When you sign a “non-binding” Letter of Intent or Term Sheet before negotiating a lease, you might logically believe that you will not be bound by it. Unfortunately, based on recent trends and case law, that is not true.
Letters of Intent and Term Sheets (both referred to as “LOIs” here) serve the same purpose: they define the material provisions of the deal. They often state that they are non-binding. Once the parties sign an LOI it is commonly assumed that each party will negotiate to reach a final agreement, which includes the terms from the executed LOI. It all sounds harmless, but often the result is a one-sided document.
The Greatest Risk is the Unintended Result
Most landlords refuse to draft a lease unless a LOI has been executed. In order to provide the landlord with a timely signed LOI, tenants and real estate brokers often leave some issues unresolved and seek to protect themselves by using “non-binding” language. For example, although a LOI may include a personal guaranty it often does not include such details as who will provide the personal guaranty; the length of the guaranty; or how much of the rent the guaranty covers. Other relevant issues that can create real life business problems may simply be overlooked in the rush to finalize the LOI.
Recently, however, we have noted a disturbing trend as landlords refuse to deviate from the deal points of “non-binding” LOIs, even if new issues are presented in the proposed lease. It is the LOI or no deal. Be detailed and proactive when you negotiate a LOI with landlords and please do not sign without consulting your attorney.
Courts Are Finding LOIs Enforceable
Courts in Delaware and Maryland both found LOIs as binding. These cases provide insight into what facts and circumstances will change non-binding to binding and a Term Sheet into a contract.
In the Delaware case, a Term Sheet, which expressly stated it was “non-binding,” was found by a court to be enforceable because it also stated that the parties agreed to negotiate in good faith to reach an agreement. In the end, some aspects of the proposed agreement could not be fulfilled and one party completely ignored the duty to act in good faith. The Delaware Supreme Court awarded damages, finding that intent to negotiate in good faith was a binding duty irrespective of the “non-binding” language.
In Maryland, a similar case was decided in October of 2013. The lower court was presented with a LOI, the execution of which was a precondition to entering another agreement. Generally, such a LOI is not enforceable if the other agreement is not signed. Yet, the appeals court found it irrelevant that the second agreement was not signed because all necessary terms of the parties’ basic agreement were present and fulfilled in the LOI, which negated the need for the second agreement. Thus, absent any language expressly binding the parties, this court found that the LOI was enforceable because the parties clearly intended to be bound even though the second agreement was never prepared.
We as attorneys are staggered at how often we first see LOIs only after they have been signed. We encourage our clients to show LOIs to an attorney at an early stage, particularly with landlords and leases.

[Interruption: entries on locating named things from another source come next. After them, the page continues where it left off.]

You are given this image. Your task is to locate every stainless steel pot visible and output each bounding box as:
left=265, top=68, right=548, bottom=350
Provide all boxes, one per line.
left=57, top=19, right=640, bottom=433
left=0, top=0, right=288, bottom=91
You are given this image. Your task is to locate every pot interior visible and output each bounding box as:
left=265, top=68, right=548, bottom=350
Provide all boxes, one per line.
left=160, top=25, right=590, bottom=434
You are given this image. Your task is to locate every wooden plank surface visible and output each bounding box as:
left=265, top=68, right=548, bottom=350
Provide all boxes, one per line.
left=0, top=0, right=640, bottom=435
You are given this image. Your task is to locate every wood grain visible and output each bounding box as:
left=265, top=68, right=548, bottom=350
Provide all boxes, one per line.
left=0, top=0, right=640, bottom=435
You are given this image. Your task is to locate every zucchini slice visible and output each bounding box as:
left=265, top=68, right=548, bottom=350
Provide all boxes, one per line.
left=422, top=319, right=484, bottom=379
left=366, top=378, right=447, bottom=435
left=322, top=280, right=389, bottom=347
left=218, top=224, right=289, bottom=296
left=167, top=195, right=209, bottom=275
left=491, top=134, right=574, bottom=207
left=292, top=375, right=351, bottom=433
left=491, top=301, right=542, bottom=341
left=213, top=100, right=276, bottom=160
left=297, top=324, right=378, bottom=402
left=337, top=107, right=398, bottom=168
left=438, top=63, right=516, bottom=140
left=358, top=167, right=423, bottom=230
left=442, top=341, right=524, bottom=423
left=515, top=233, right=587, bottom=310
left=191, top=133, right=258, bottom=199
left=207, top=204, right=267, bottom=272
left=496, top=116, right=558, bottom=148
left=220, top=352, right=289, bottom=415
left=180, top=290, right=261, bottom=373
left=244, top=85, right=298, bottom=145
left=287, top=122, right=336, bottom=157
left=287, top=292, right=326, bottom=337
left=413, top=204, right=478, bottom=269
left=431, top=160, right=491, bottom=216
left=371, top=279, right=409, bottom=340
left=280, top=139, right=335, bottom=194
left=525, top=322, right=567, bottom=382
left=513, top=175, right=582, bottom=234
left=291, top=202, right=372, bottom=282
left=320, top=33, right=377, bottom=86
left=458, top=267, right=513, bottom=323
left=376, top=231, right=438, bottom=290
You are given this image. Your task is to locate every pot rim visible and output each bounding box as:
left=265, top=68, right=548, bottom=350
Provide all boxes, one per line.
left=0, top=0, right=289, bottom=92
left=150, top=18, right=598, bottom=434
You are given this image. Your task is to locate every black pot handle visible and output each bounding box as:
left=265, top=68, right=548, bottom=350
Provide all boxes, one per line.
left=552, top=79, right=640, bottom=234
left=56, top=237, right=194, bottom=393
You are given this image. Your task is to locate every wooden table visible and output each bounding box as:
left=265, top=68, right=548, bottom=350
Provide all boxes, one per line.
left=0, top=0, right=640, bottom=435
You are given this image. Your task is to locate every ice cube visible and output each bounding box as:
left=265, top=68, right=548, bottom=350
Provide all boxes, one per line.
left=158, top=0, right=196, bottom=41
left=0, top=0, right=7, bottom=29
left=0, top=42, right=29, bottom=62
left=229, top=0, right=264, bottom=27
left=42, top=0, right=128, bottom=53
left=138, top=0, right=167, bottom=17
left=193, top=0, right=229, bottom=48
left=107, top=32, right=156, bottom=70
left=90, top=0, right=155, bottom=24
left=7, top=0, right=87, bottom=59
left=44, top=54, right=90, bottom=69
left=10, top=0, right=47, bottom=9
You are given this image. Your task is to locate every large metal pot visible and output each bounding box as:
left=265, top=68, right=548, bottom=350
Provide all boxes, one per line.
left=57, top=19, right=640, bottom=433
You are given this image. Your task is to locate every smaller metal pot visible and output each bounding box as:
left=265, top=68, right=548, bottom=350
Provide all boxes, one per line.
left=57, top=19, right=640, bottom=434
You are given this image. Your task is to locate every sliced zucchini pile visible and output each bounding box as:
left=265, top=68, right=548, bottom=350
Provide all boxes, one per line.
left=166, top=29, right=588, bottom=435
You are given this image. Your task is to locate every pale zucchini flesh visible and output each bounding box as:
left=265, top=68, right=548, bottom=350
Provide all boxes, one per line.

- Give as much care to the drafting of a LOI as to a binding contract.
- Do not wait to have your attorney review the LOI after it is signed. Consulting with your attorney at the earliest possible moment mitigates bad results.

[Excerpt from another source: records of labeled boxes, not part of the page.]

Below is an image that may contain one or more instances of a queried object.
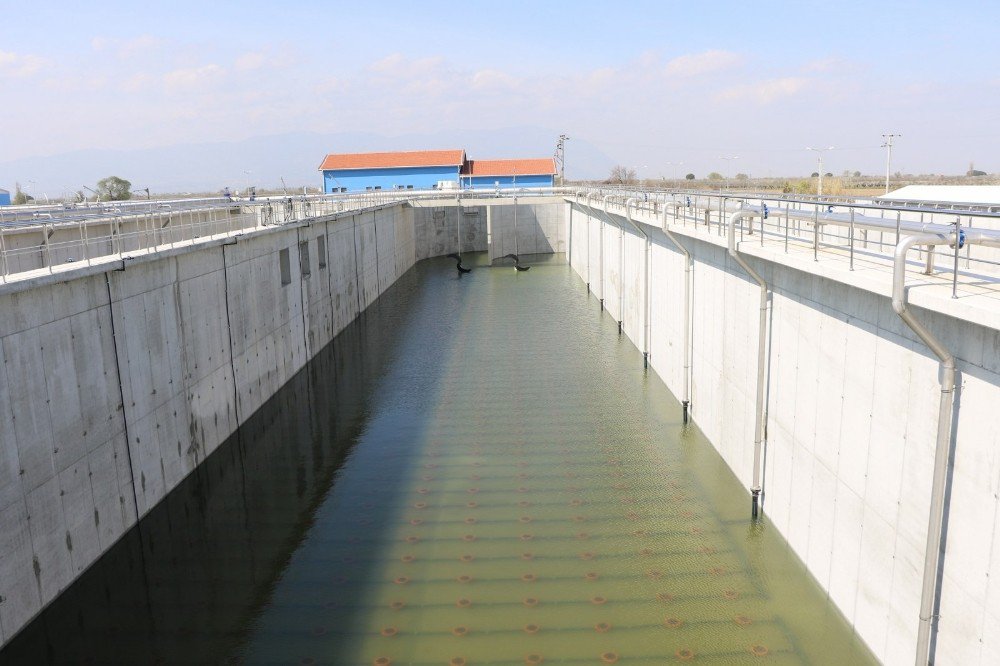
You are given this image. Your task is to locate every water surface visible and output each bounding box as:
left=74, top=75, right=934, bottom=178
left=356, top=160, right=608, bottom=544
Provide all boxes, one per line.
left=0, top=252, right=874, bottom=666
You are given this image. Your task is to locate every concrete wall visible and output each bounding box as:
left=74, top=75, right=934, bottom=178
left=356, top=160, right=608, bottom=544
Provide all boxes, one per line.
left=0, top=205, right=416, bottom=643
left=568, top=200, right=1000, bottom=664
left=412, top=197, right=567, bottom=261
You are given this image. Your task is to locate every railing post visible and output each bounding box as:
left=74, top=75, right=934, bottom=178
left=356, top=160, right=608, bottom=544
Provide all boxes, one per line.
left=951, top=215, right=964, bottom=298
left=848, top=207, right=854, bottom=271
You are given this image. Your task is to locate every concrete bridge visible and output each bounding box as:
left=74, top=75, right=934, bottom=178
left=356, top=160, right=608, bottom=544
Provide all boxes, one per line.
left=0, top=185, right=1000, bottom=663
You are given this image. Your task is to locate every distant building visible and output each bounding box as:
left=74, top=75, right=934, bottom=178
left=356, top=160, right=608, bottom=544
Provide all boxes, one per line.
left=319, top=150, right=556, bottom=194
left=461, top=157, right=556, bottom=190
left=319, top=150, right=465, bottom=193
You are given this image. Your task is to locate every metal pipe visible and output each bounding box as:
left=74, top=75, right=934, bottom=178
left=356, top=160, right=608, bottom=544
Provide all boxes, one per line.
left=625, top=199, right=652, bottom=368
left=601, top=194, right=625, bottom=326
left=662, top=204, right=694, bottom=424
left=892, top=234, right=958, bottom=666
left=586, top=192, right=604, bottom=294
left=729, top=209, right=768, bottom=520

- Think about your intent. Do you want the LOI to be non-binding or binding? Do not take this analysis lightly and make sure that the document accurately reflects your intent.
- Make sure you and your advisors take the time to prepare the LOI, and that it includes all important elements of the transaction(s). Leaving open issues for later requires a risk analysis. Too much ground may be lost which may not be recovered.
- Be careful when you use the words “good faith.” Courts tend to require a high standard of compliance.